Firman Allah: وَٱلصُّبۡحِ إِذَا تَنَفَّسَ (“Dan demi shubuh apabila fajarnya mulai menyingsing.”) yakni jika telah terbit.

Tafsir Kemenag: Kemudian dalam ayat ini Allah bersumpah demi subuh apabila fajar mulai menyingsing dan bersinar. Waktu subuh digunakan Allah dalam bersumpah karena waktu ini menimbulkan harapan yang menggembirakan bagi setiap manusia yang bangun pagi karena menghadapi hari yang baru.

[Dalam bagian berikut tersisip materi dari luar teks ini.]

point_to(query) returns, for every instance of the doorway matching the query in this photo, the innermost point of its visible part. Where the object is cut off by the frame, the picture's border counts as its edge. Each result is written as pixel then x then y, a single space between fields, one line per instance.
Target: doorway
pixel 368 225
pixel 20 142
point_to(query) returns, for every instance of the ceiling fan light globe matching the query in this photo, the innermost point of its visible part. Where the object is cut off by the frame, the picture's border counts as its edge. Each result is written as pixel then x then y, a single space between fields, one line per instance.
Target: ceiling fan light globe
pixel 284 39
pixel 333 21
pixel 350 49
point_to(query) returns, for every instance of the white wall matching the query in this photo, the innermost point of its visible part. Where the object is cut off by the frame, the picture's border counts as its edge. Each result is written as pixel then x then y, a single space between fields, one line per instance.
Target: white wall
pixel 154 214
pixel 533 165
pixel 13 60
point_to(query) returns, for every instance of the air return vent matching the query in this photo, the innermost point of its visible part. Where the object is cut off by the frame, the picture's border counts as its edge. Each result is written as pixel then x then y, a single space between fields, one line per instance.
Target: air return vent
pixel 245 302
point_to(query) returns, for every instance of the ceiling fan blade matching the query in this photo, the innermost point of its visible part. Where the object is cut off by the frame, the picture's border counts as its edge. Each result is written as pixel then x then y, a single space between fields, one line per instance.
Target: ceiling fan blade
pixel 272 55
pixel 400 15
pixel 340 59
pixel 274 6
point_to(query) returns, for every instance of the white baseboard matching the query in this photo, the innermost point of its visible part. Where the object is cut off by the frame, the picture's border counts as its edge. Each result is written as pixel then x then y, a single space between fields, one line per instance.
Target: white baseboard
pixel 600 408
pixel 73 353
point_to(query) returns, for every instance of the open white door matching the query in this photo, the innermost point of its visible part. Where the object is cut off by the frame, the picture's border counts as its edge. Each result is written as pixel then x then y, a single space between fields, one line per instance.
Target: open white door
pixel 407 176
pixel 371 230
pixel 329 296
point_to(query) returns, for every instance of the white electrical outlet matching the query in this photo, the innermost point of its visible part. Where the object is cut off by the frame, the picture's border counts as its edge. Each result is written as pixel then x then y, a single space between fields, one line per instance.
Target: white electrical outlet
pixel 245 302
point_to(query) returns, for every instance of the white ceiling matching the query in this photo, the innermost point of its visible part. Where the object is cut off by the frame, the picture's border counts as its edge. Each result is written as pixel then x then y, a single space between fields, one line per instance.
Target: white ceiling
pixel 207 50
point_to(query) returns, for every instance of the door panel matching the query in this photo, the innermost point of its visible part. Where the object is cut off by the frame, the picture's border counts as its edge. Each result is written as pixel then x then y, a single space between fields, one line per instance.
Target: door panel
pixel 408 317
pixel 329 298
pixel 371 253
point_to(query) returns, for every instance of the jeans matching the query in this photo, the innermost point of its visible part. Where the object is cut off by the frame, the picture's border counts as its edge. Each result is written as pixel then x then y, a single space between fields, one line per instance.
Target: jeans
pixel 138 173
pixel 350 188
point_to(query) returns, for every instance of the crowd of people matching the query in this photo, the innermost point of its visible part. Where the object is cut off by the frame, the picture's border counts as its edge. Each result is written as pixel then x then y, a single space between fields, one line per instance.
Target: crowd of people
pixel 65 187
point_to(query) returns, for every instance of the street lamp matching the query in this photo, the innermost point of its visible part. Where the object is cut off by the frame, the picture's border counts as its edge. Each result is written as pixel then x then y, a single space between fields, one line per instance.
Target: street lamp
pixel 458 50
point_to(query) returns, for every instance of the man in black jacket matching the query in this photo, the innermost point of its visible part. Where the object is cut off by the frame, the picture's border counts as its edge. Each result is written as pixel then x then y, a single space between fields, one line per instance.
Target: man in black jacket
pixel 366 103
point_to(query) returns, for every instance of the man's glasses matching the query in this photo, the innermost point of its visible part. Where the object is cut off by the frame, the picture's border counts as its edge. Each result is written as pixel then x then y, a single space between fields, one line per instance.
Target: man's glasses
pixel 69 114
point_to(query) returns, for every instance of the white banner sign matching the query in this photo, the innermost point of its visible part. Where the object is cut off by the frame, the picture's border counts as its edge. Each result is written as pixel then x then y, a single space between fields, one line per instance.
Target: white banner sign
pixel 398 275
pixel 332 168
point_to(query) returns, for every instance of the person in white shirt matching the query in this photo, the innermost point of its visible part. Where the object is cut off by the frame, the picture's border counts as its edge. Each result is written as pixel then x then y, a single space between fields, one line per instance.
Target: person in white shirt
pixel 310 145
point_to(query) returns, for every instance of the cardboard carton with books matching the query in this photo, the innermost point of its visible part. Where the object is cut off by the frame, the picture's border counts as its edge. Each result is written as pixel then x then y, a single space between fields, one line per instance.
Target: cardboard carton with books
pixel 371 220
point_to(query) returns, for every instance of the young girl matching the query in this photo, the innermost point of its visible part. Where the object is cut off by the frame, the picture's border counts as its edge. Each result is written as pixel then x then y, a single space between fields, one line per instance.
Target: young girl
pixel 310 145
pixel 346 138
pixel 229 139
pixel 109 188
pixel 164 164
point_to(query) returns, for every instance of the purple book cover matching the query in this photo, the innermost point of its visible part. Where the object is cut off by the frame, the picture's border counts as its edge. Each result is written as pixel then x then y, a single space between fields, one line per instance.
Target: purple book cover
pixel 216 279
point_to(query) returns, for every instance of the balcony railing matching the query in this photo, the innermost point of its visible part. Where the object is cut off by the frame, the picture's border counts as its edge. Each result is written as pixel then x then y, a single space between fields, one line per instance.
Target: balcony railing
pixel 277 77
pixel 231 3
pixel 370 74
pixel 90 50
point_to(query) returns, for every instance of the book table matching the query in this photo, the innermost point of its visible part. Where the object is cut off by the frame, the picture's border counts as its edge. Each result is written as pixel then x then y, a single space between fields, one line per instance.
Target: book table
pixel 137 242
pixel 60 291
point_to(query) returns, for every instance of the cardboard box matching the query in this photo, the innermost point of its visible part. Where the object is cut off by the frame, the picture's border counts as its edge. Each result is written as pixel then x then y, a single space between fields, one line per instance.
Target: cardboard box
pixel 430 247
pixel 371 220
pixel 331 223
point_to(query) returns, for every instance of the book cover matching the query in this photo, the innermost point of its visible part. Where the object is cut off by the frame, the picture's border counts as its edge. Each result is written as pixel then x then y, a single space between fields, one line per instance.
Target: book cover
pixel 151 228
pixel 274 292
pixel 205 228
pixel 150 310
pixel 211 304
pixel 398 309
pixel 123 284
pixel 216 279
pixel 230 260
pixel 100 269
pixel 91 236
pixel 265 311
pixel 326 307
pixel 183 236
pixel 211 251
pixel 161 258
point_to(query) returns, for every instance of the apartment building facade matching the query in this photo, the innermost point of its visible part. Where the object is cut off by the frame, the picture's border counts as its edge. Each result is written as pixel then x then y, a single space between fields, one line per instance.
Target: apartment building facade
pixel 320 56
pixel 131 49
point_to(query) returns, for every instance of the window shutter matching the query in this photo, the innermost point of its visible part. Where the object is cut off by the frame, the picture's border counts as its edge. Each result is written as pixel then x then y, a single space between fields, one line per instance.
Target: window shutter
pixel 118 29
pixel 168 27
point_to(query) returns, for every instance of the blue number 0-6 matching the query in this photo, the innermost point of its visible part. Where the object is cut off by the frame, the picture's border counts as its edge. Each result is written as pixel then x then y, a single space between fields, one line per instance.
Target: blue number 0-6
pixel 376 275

Saat itu mereka dapat menemukan hajat keperluan hidupnya mengganti yang hilang dan bersiap-siap untuk yang akan datang.

Baca Juga:  Surah An-Nisa Ayat 123-126; Seri Tadabbur Al Qur'an

Kemudian Allah menerangkan apa yang dijadikan objek sumpahnya itu, dengan firman-Nya pada ayat berikut ini.

Tafsir Quraish Shihab: Demi pagi ketika cahayanya mulai tampak dan anginnya mulai bertiup.

Surah At-Takwir Ayat 19
إِنَّهُۥ لَقَوۡلُ رَسُولٍ كَرِيمٍ

Terjemahan: sesungguhnya Al Quran itu benar-benar firman (Allah yang dibawa oleh) utusan yang mulia (Jibril),

Tafsir Jalalain: إِنَّهُۥ (Sesungguhnya ia) yakni Alquran itu لَقَوۡلُ رَسُولٍ كَرِيمٍ (benar-benar firman Allah yang dibawa oleh utusan yang mulia) yakni, dimuliakan oleh Allah, dia adalah malaikat Jibril. Lafal Al-Qaul dimudhafkan kepada lafal Rasuulin karena Al-Qaul atau firman itu dibawa turun olehnya.

Tafsir Ibnu Katsir: Dan firman-Nya: إِنَّهُۥ لَقَوۡلُ رَسُولٍ كَرِيمٍ (“Sesungguhnya al-Qur’an itu benar-benar firman [Allah yang dibawa oleh] utusan yang mulia [Jibril],”) yakni sesungguhnya al-Qur’an ini adalah yang disampaikan oleh utusan yang mulia, yaitu malaikat yang sangat mulia, mempunyai bentuk yang baik dan indah dipandang. Dia adalah Jibril a.s. Demikian yang dikatakan oleh Ibnu ‘Abbas, asy-Sya’bi, Maimun bin Mihran, al-Hasan, Qatadah, ar-Rabi’ bin Anas, adl-Dlahhak, dan lain-lain.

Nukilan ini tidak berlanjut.